The backness of the final element of /aʊ/ and /əʊ/ in British English varies between different accents/speakers. (For the MOUTH vowel, an alternative realization used in in some dialects is a long monophthongal vowel that lacks any kind of offglide, possibly something like [aː]).
The transcriptions [aʉ̯] and [əʉ̯] are reasonable, but whether or not they are "more accurate" depends greatly on the specific pronunciation that you are trying to transcribe. The IPA symbol ʊ already implies a quality that is not completely back; a distinction in quality from Spanish <au>, as in raudo, could be marked by transcribing Spanish with [au] or [aw] (and in fact, I think I've seen those transcriptions used more often than [aʊ] in the context of Spanish).
I'm not sure about the situation in Portuguese; it may be the case that for this language, the symbol [ʊ] is used instead of [u] only to mark that the vowel is not entirely close. That is, perhaps Portuguese [ʊ] could be more accurately transcribed as [u̞] or [o̝].
Welcome to the chaotic world of IPA vowels!
Sadly, the IPA vowel chart is kind of lacking in the vowel department, which makes answering this question difficult.

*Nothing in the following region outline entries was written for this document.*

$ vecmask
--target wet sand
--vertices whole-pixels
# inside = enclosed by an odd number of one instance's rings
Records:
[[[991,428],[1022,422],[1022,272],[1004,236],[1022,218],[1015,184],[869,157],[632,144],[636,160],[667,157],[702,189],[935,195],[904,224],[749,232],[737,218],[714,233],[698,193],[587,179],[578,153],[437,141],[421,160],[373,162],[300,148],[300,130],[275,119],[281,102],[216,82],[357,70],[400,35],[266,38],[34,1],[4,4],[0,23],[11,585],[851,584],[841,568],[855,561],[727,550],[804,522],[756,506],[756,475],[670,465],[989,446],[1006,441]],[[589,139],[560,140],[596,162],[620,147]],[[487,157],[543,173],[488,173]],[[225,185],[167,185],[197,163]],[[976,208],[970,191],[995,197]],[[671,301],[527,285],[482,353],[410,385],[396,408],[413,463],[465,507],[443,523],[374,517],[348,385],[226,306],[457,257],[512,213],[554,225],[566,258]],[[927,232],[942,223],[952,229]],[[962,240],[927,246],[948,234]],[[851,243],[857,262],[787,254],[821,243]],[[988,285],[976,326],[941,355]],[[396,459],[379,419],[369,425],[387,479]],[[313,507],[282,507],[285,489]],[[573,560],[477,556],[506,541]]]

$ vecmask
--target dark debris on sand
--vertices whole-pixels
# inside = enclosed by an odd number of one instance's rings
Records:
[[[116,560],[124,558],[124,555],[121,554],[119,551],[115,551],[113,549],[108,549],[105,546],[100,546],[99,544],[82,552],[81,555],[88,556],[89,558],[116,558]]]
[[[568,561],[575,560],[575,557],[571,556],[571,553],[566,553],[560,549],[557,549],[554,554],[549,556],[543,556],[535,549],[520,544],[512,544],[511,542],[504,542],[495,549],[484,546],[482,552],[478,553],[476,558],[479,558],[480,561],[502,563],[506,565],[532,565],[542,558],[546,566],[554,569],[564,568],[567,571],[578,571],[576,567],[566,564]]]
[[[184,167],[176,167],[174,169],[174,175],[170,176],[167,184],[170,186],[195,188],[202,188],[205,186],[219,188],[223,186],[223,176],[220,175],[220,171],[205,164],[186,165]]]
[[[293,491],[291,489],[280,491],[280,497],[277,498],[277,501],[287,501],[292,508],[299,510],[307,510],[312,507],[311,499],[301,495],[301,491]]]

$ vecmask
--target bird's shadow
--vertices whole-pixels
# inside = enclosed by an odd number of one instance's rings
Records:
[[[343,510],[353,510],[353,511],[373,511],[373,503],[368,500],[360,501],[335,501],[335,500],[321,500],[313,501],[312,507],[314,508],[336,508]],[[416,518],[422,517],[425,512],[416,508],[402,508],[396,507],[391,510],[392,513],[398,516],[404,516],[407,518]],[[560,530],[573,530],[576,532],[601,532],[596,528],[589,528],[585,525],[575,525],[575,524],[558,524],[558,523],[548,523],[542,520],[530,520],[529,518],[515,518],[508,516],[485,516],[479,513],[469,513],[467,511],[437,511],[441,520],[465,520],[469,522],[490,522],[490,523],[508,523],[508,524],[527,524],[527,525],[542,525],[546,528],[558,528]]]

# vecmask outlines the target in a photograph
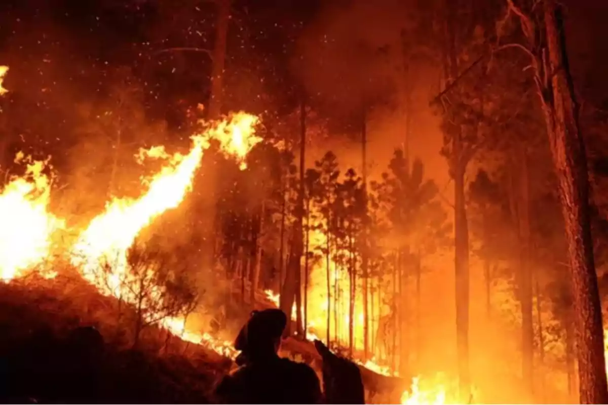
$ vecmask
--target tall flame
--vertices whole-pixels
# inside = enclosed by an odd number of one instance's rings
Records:
[[[50,185],[43,173],[47,162],[22,153],[15,161],[27,163],[26,174],[13,178],[0,194],[0,276],[5,282],[43,263],[50,255],[53,233],[65,225],[47,210]]]
[[[6,75],[7,72],[9,72],[8,66],[0,66],[0,95],[4,95],[9,92],[9,90],[2,86],[2,83],[4,81],[4,77]]]
[[[212,140],[219,141],[221,150],[234,156],[244,167],[247,153],[261,139],[255,135],[257,118],[238,113],[216,123],[201,134],[192,137],[188,154],[169,155],[164,147],[140,151],[140,159],[165,158],[168,163],[151,179],[146,180],[148,191],[139,199],[114,198],[104,213],[94,218],[74,246],[72,264],[81,269],[83,276],[104,293],[116,296],[120,291],[119,280],[128,271],[126,253],[140,231],[165,211],[175,208],[192,187],[194,174],[201,164]],[[102,284],[95,273],[104,262],[111,264],[112,279]],[[124,297],[123,297],[124,298]]]

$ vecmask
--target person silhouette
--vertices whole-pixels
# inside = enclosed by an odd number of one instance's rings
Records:
[[[235,341],[239,368],[215,394],[223,404],[319,404],[320,383],[309,366],[279,357],[287,316],[278,309],[254,311]]]

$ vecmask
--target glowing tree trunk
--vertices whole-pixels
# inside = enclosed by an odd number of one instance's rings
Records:
[[[519,192],[517,201],[519,223],[519,299],[522,312],[522,372],[528,393],[534,393],[534,325],[533,322],[532,268],[530,266],[530,192],[527,154],[517,145],[520,158]]]
[[[363,198],[364,205],[363,222],[363,240],[361,241],[361,272],[363,279],[363,347],[364,358],[369,356],[369,256],[368,251],[367,236],[369,232],[369,222],[367,217],[367,118],[364,108],[361,126],[361,172],[363,177]]]
[[[455,80],[458,75],[456,53],[456,26],[454,5],[447,3],[447,52],[444,55],[446,76]],[[449,114],[449,112],[448,112]],[[454,269],[455,273],[456,347],[460,398],[469,397],[471,377],[469,368],[469,228],[465,197],[465,174],[468,163],[462,128],[452,125],[450,170],[454,181]]]
[[[301,261],[303,250],[303,217],[304,217],[304,165],[306,156],[306,104],[303,99],[300,108],[300,185],[298,189],[297,206],[296,208],[296,220],[294,225],[293,237],[292,238],[291,252],[289,254],[287,273],[285,274],[285,283],[281,293],[280,307],[288,315],[288,325],[291,323],[291,308],[295,301],[296,330],[298,335],[302,335],[302,267]],[[290,331],[289,327],[286,328]]]
[[[528,43],[528,47],[516,46],[526,50],[535,69],[534,81],[558,177],[572,276],[579,401],[581,404],[606,404],[608,384],[601,305],[591,236],[587,155],[579,128],[561,6],[554,0],[544,0],[540,15],[533,18],[515,5],[513,0],[507,0],[507,4],[509,11],[519,18]],[[539,38],[545,41],[540,46]]]
[[[608,384],[601,305],[591,237],[587,156],[579,131],[561,10],[553,0],[545,0],[544,5],[548,77],[547,87],[540,94],[559,180],[572,271],[579,400],[581,404],[606,404]]]
[[[211,72],[211,95],[209,98],[209,118],[211,119],[217,118],[221,112],[230,3],[231,0],[217,0],[218,18]]]

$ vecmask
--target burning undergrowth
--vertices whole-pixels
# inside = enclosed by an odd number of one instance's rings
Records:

The space of vowels is completely continuous, unlike e.g. the space of plosives, and the IPA vowel symbols aren't anchored to any particular phonetic feature that we can measure:
[i], for example, is "the highest, frontest vowel you can make", but a Bantu
[i] is generally significantly higher than an English one.

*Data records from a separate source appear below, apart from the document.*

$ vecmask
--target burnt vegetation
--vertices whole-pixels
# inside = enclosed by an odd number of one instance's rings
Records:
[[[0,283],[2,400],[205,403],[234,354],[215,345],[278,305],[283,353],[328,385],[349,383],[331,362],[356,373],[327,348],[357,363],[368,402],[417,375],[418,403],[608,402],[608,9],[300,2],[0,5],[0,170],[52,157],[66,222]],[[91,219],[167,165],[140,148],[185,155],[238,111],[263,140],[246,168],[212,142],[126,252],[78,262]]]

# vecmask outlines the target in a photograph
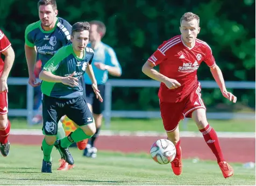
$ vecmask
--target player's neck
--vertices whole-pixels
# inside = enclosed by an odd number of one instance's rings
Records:
[[[195,40],[194,41],[194,42],[192,43],[187,43],[187,42],[186,42],[186,41],[183,40],[182,37],[181,37],[181,40],[182,41],[182,43],[185,46],[190,49],[193,48],[195,46],[195,44],[196,44]]]
[[[96,49],[98,47],[98,46],[99,45],[100,42],[101,42],[101,40],[91,42],[91,48],[93,49],[94,50]]]
[[[57,20],[58,18],[56,17],[52,25],[47,27],[44,26],[42,24],[41,24],[41,26],[42,27],[42,29],[44,29],[45,31],[49,31],[53,29],[55,27],[55,25],[56,24],[56,22],[57,22]]]

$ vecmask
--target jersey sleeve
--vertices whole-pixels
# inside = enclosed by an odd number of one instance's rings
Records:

In my own experience, the English "W-esque" offglide is somewhat more centered than the ones you'll find in Romance, both less back and less high (and often less rounded). But for a proper comparison, you'd want to get recordings of both English and Portuguese diphthongs, then run formant analysis on them.
Formant analysis is a wonderful technique that revolutionized phonetics when it was discovered. Essentially, it can show us exactly how high and front a vowel is, with objective, reproducible numbers. (It can also tell us sort of how round or nasalized a vowel is…those aspects are harder and less precise, unfortunately.) So by comparing the formants of English and Portuguese off-glides, you can say precisely how high and back they are, then compare those numbers.
(Someone may already have done this—but if so, I wasn't able to find the data online. If you know where to find it, please feel free to comment or post a new answer!)